The Lions likely knew that they were undermanned defensively entering the seaon. They probably didn’t have unreasonably high expectations. That being said, I think that they did believe that their bigger, stronger defensive front would generate some consistent pressure, and when blitzes needed to be called upon, their defense would be successful.
In particular, Cliff Avril’s 2.5 sacks, Julian Peterson’s 4.5 sacks, and DeWayne White’s “goose egg”, all of have likely not met the team’s expectations entering the season.

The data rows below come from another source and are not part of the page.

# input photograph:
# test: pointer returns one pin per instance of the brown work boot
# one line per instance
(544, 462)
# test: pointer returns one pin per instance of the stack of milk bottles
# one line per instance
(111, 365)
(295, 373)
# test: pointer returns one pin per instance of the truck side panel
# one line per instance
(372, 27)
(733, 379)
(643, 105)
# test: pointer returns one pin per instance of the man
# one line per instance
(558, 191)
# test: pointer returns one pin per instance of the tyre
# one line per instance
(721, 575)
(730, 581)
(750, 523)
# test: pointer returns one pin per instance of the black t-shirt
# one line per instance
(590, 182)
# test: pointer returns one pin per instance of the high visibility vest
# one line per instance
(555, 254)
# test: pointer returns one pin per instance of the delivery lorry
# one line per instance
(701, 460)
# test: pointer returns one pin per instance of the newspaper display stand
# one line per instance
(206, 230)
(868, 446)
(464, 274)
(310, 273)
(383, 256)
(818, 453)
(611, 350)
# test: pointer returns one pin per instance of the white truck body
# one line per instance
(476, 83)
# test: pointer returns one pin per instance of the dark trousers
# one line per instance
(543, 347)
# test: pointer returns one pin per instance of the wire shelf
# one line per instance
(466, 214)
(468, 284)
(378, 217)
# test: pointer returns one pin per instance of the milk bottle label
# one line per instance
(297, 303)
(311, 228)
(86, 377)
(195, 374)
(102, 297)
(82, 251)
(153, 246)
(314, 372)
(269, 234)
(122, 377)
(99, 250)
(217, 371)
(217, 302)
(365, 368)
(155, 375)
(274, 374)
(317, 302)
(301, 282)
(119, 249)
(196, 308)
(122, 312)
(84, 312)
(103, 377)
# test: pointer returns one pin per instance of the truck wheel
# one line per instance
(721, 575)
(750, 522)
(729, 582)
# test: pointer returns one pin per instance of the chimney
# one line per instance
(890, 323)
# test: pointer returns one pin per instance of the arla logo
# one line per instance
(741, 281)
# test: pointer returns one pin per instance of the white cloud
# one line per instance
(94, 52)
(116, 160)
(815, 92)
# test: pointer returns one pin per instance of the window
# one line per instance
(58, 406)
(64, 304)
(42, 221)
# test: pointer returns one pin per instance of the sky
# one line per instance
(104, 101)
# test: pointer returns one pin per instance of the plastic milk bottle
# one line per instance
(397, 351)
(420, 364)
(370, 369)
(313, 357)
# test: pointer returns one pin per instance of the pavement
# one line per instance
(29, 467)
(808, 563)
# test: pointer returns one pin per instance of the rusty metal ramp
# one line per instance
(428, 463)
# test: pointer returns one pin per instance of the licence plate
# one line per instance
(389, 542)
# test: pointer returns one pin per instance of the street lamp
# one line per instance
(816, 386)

My initial concern entering the season, in regards to Avril, was that he would suffer from disappointing, regression of performance remniscent of the one that Kalimba Edwards suffered from after his very promising inaugural season. “Kalimba the Ghost” caused the Lions so much frustration, due to a tantalizingly high ceiling of potential, but little or no performance to pay off the Lions visions of his future grandeur. Avril needs to avoid Edwards’ pratfalls and become a productive player, soon.
All I know is that, in their remaining seven games, if they are going to remain at all competitive, the Lions defense needs to find the means to improve the performance of their front four. Otherwise, they will continue to get picked apart, allow “explosion” pass plays, and then get steamrolled with opponents ground attacks, after falling behind at a considerable deficit.
The Lions realize that their current situation, blitzing at an unreasonably high frequency, with little or no success, is no recipe for success.